(This version of the October 26 story corrects first paragraph to read “punctured a tire on his combine” instead of “on his tractor”)
By Mark Weinraub and P.J. Huffstutter
CHICAGO (Reuters) - When Kansas farmer Tom Giessel drove over a deer carcass and punctured a tire on his combine during harvest this fall, he did not have the time or cash to fix it. He borrowed his neighbor’s combine to finish.
U.S. farmers are cutting costs any way they can to compete against cheaper producers in Argentina and Brazil. Four years of global oversupply have pushed down grain prices, reduced agricultural revenues and put more expensive producers under financial pressure.
In response, U.S. farmers have bought cheaper seeds, spent less on fertilizers and delayed equipment purchases as they seek to ride out the downturn. But more bumper harvest forecasts and rising energy prices herald another tough year for farmers in 2018.
“The logical thing to do is stop farming,” said Giessel, 64, who farms about 5,000 acres and has worked on the land all of his adult life.
Giessel has cut spending on what he can control - seeds, chemicals, fertilizer, rented land - and chewed through his farm’s savings. He stands to lose $93 an acre, or nearly $15,000, on one corn field alone this year.
“My burn rate is a raging fire. And I am no different than anyone else out here,” Giessel said.

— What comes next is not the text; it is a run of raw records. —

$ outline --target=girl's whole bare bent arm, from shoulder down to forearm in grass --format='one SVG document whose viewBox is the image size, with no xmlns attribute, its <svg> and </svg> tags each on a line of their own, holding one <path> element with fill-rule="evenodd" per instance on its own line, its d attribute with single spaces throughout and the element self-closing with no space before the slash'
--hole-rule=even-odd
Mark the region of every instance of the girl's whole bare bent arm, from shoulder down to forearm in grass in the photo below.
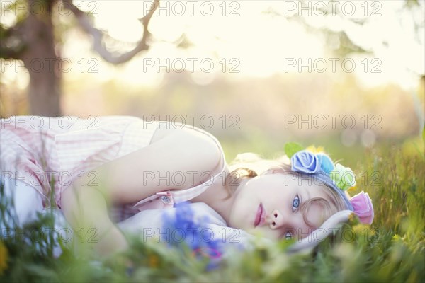
<svg viewBox="0 0 425 283">
<path fill-rule="evenodd" d="M 108 216 L 107 202 L 136 202 L 163 190 L 193 187 L 220 163 L 217 144 L 204 134 L 186 128 L 157 133 L 149 146 L 86 172 L 62 193 L 64 216 L 74 231 L 97 233 L 92 240 L 101 255 L 128 247 Z M 174 174 L 183 180 L 173 182 Z"/>
</svg>

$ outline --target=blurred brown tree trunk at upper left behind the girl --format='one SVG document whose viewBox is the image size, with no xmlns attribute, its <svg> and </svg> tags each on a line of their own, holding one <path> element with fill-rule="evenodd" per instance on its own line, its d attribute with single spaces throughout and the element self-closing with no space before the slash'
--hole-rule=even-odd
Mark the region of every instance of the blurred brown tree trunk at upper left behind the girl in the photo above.
<svg viewBox="0 0 425 283">
<path fill-rule="evenodd" d="M 60 57 L 55 53 L 52 25 L 54 1 L 45 1 L 40 9 L 39 0 L 28 1 L 28 18 L 23 28 L 27 47 L 22 60 L 30 74 L 28 100 L 31 115 L 61 115 Z M 33 5 L 34 4 L 34 5 Z"/>
</svg>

Some farmers have had to sell assets to keep afloat. Others have gone into bankruptcy.
U.S. farmers have taken another hit this year because of rising prices of labor, fuel and electricity. Those costs together account for about 14.5 percent of total expenses and are largely out of farmers’ control. Interest expenses have also risen as banks have tightened credit to the agricultural sector.

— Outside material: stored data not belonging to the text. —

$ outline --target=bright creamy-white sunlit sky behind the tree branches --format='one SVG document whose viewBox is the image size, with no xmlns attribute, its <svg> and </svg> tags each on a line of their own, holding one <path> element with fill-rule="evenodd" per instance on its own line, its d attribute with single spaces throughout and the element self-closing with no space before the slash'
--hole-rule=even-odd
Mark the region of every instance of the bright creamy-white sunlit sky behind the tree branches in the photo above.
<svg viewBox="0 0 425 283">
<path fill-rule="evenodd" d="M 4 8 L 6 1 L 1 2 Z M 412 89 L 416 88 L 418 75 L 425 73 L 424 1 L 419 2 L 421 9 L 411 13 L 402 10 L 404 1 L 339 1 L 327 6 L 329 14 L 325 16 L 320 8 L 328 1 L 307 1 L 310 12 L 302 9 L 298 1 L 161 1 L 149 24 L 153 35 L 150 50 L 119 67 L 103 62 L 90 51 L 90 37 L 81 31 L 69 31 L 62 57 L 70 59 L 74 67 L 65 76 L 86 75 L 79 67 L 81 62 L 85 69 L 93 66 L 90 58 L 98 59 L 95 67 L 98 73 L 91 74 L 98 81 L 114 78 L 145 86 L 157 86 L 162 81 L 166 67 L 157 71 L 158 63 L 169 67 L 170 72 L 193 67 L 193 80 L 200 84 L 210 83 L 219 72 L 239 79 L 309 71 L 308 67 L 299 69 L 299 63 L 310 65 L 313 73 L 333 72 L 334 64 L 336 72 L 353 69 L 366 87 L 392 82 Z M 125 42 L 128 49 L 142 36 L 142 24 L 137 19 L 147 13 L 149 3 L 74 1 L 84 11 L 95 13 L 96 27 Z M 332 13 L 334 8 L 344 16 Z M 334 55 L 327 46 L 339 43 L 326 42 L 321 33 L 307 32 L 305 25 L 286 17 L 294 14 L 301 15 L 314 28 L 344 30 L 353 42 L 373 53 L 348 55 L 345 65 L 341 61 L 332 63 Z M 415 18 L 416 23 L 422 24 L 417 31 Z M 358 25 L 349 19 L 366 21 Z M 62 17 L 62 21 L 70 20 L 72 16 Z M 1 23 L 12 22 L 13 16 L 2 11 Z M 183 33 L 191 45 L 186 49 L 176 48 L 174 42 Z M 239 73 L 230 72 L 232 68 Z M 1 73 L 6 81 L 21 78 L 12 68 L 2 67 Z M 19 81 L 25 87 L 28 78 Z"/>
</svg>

These items were expected to push overall costs up 1.3 percent in 2017, which would mark the first year since 2014 that farmers have failed to reduce total costs.

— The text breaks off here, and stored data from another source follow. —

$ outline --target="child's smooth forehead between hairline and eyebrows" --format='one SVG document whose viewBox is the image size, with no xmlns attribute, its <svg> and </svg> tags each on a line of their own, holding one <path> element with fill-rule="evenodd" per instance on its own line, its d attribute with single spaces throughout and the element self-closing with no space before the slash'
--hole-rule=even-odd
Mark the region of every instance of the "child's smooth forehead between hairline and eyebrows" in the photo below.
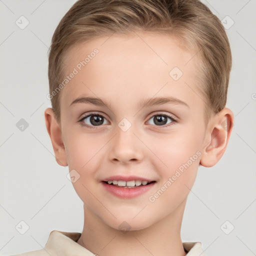
<svg viewBox="0 0 256 256">
<path fill-rule="evenodd" d="M 77 72 L 63 88 L 61 102 L 86 93 L 124 101 L 173 93 L 192 103 L 198 95 L 191 97 L 191 88 L 200 93 L 196 61 L 195 52 L 170 34 L 137 31 L 77 43 L 65 55 L 65 74 Z"/>
</svg>

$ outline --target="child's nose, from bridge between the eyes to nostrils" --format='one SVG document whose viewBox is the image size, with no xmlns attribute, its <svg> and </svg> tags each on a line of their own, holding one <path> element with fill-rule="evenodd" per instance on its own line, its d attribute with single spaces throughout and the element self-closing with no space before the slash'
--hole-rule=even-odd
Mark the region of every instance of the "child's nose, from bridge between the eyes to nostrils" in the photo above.
<svg viewBox="0 0 256 256">
<path fill-rule="evenodd" d="M 142 159 L 141 142 L 135 136 L 135 125 L 123 118 L 117 123 L 109 152 L 110 160 L 128 162 Z"/>
</svg>

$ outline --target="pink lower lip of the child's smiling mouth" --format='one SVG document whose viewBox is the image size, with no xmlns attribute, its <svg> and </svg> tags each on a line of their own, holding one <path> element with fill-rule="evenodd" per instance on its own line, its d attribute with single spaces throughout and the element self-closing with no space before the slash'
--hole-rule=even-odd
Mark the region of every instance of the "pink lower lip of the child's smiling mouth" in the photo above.
<svg viewBox="0 0 256 256">
<path fill-rule="evenodd" d="M 121 186 L 114 186 L 107 184 L 105 182 L 101 182 L 105 189 L 109 191 L 111 194 L 120 197 L 120 198 L 133 198 L 136 197 L 142 193 L 145 193 L 148 191 L 156 182 L 152 182 L 148 185 L 142 185 L 138 187 L 128 188 L 128 187 L 121 187 Z"/>
</svg>

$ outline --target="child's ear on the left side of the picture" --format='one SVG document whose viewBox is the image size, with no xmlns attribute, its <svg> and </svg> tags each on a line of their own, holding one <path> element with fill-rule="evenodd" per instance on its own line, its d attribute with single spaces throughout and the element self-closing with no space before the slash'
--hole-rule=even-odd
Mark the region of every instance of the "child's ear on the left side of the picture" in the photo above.
<svg viewBox="0 0 256 256">
<path fill-rule="evenodd" d="M 61 136 L 60 124 L 57 123 L 55 113 L 52 108 L 48 107 L 44 111 L 45 124 L 57 163 L 61 166 L 67 166 L 65 146 Z"/>
</svg>

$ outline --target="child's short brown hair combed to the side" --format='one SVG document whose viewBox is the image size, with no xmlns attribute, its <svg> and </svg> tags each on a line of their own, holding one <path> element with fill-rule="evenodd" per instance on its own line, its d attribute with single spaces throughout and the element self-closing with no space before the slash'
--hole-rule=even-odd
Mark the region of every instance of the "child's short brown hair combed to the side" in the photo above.
<svg viewBox="0 0 256 256">
<path fill-rule="evenodd" d="M 225 107 L 231 70 L 230 45 L 221 21 L 199 0 L 76 1 L 62 17 L 52 36 L 48 65 L 49 93 L 63 80 L 64 54 L 71 45 L 131 30 L 170 33 L 187 49 L 198 54 L 197 72 L 205 102 L 205 123 L 212 113 Z M 59 94 L 50 98 L 58 122 Z"/>
</svg>

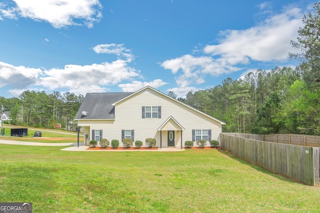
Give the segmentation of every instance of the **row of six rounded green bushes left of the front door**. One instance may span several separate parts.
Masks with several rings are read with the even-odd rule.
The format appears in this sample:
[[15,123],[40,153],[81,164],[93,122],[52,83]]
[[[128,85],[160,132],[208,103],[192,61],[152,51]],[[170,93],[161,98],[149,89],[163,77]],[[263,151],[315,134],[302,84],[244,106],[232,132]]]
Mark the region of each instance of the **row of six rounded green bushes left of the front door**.
[[[110,145],[110,143],[109,143],[109,141],[108,141],[107,139],[101,139],[99,143],[100,143],[100,146],[101,146],[103,149],[107,148],[107,147]],[[130,139],[130,138],[125,138],[125,139],[123,139],[123,140],[122,140],[122,143],[123,143],[123,147],[126,148],[126,149],[130,148],[130,147],[133,145],[133,141],[132,141],[132,139]],[[90,145],[90,147],[92,147],[92,148],[95,148],[95,147],[97,146],[97,144],[98,144],[98,142],[97,142],[96,140],[91,140],[91,141],[89,142],[89,145]],[[136,148],[141,148],[142,144],[143,144],[142,141],[135,141],[135,142],[134,142],[134,145],[136,146]],[[155,139],[153,139],[153,138],[147,138],[147,139],[145,139],[145,144],[146,144],[149,148],[153,148],[153,147],[155,147],[156,141],[155,141]],[[111,147],[112,147],[113,149],[118,148],[118,147],[119,147],[119,141],[118,141],[118,140],[115,140],[115,139],[112,140],[112,141],[111,141]]]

Farmers cut $40.20 billion to bring total costs down to $350.49 billion between 2014 and 2016, according to the U.S. Agriculture Department’s Economic Research Service.
The downturn in spending has hurt farm equipment manufacturers.
Sales in the agriculture division at Deere & Co (DE.N) and CNH Industrial (CNHI.MI) fell sharply during 2015 and 2016. Deere expects farm equipment sales in the United States and Canada to be down another 5 percent this year, and CNH said in July that sales in North America were down.
Falls in crop prices have outpaced the cuts farmers have made in spending.
Corn futures Cv1 have dropped about 12 percent during 2017 from 2014 averages while soybean prices Sv1 are 17 percent lower and wheat Wv1 has tumbled 24 percent.
Farmers are looking for bigger yields through better seed and pesticide technology to improve their ability to compete with their counterparts in Latin America and elsewhere. But they are struggling to afford the expensive latest varieties as they tighten their belts.
Hardier seed breeds and rising yields have for years boosted U.S. farm productivity. But they have also contributed to the massive oversupply in global grains markets.
Saving money on capital purchases is one thing. But cuts to farm inputs – from reducing how many seeds are planted to cutting back on fertilizer use – will eventually hurt productivity, say farmers.
“You find yourself in a Catch-22,” said Jeff Fisher, who grows corn and soybeans on 1,600 acres in Illinois.
“You just hope the yield won’t be hit too bad next year.”
David Miller, who grows corn and soybeans on 500 acres in southern Iowa, saved about $8 per acre for beans and some $20 per acre for corn by using cheaper seeds.
The risk is that they will produce a smaller harvest. Adding to that concern: After a dry summer, he expects his poorest soybean field to yield around 20 bushels per acre, 65 percent off the state average.
Even with the cuts, U.S. farmers are still spending more per acre than their competitors in Latin America.
In Argentina, corn was expected to cost just under $200 per acre in the 2017/2018 season, according to Ezequiel de Freijo, analyst at farm association Sociedad Rural’s Institute of Economic Studies, well below the around $310 per acre in the United States in 2016.
Soy farmers in the Latin American country are spending around $115 an acre, compared to around $163 in the United States during 2016
The lower costs have helped Latin American producers take market share from their competitors in the United States. Brazil and Argentina combined are expected to capture nearly 42 percent of the global corn export market in the 2017/2018 crop year, up from under 38 percent in 2014/2015.
During the same period, the United States saw its share of global corn exports drop to around 31 percent of the market from 33.5 percent.
Latin American farmers, like their counterparts in the north, are also searching for ways to cut costs to boost their margins and take more of the global market from competitors.
“We are cutting use of fertilisers, for example,” said José Fernandes, who farms 400 hectares, or nearly 1,000 acres, of soy in Brazil’s key Mato Grosso production region.
“We have been ‘burning fat’ for a long time here on costs.”